Learning Robust Global-Local Representation From EEG for Neural Epilepsy Detection
Xinliang Zhou, Chenyu Liu, Ruizhi Yang, Liangwei Zhang, Liming Zhai, Ziyu Jia, Yang Liu
Abstract
Epilepsy is a life-threatening and challenging neurological disorder, and applying electroencephalogram (EEG) is a commonly used clinical approach for its detection. Neuropsychological research indicates that epilepsy seizure is highly associated with distinct ranges of temporal EEG patterns. Although previous attempts to automatically detect epilepsy have achieved high classification performance, one crucial challenge still remains: How to effectively learn the robust global-local representation associated with epilepsy in the signals? To address the above challenge, we propose GlepNet, a novel architecture for automatic EEG epilepsy detection. We interleave temporal convolution model together with the muti-head attention mechanism within the GlepNet’s encoder blocks to jointly capture the interlaced epilepsy seizure local and global features in EEG signals.
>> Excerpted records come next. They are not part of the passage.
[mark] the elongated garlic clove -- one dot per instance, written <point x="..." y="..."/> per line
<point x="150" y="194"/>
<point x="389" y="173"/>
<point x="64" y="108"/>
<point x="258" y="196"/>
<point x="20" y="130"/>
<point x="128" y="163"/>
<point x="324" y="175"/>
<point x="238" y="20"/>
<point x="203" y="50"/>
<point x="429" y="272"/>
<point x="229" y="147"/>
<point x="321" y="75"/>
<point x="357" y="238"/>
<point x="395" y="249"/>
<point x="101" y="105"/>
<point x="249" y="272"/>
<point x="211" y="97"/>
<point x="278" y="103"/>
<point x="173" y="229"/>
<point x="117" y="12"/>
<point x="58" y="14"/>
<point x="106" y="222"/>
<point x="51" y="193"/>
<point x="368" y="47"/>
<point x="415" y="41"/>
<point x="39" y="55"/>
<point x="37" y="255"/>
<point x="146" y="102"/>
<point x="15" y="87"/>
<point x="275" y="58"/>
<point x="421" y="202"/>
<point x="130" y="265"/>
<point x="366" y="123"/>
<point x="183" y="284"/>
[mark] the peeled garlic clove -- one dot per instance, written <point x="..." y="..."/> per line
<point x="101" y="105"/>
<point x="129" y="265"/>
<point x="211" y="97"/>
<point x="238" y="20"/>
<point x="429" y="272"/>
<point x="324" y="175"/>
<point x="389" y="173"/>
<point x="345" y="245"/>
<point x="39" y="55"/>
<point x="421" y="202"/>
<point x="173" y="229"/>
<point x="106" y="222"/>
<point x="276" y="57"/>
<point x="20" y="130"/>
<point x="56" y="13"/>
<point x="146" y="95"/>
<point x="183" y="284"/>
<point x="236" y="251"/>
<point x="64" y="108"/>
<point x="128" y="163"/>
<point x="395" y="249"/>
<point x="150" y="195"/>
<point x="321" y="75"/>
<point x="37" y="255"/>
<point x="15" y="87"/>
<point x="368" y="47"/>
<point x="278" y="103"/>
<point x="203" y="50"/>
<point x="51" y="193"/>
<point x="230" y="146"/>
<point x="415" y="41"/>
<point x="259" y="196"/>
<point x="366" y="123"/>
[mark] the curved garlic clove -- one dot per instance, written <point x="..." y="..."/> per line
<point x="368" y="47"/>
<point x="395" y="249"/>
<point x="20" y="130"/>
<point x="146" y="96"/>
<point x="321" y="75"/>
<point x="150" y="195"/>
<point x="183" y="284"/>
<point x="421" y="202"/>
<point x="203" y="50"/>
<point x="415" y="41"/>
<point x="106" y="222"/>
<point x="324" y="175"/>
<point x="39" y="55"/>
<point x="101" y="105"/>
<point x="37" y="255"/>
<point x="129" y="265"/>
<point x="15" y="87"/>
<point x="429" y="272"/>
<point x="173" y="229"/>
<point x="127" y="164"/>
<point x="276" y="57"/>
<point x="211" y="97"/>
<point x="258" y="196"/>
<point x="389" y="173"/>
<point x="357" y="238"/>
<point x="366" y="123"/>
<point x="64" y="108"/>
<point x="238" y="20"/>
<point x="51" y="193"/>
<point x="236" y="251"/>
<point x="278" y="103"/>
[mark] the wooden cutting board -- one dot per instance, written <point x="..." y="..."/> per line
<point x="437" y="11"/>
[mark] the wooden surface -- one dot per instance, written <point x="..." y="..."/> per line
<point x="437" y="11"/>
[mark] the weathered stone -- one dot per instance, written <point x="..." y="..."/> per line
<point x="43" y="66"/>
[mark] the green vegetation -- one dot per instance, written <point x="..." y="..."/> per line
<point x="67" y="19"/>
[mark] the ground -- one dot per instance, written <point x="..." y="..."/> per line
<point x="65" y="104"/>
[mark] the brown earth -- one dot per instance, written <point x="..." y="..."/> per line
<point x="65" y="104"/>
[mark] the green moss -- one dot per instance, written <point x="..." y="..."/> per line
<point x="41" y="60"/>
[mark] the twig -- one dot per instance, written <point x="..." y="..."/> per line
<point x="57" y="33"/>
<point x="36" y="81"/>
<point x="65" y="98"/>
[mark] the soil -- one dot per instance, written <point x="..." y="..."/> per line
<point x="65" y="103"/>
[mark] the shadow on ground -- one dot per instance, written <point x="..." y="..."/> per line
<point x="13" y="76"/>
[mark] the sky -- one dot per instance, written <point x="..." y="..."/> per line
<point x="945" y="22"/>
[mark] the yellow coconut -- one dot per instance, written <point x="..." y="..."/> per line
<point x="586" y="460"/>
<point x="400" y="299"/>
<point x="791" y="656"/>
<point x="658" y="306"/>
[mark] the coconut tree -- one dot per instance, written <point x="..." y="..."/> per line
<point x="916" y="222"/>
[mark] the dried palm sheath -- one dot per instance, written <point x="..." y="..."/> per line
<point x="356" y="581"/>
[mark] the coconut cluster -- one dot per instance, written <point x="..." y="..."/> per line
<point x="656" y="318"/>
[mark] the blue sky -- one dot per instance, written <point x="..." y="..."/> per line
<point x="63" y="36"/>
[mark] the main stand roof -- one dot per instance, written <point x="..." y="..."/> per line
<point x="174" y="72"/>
Meanwhile, the interpretable method, Grad-CAM, is applied to visually confirm that the GlepNet acquires the ability to accord significant weight to EEG segments containing epileptiform abnormalities like spike-wave complexes. Specifically, the Grad-CAM heatmaps are generated by backpropagating the gradients from the encoder blocks to highlight the epilepsy seizure-related parts. Extensive experiments show the superiority of the GlepNet over state-ofthe-art methods on multiple EEG epilepsy datasets. The code will soon be open-sourced on GitHub.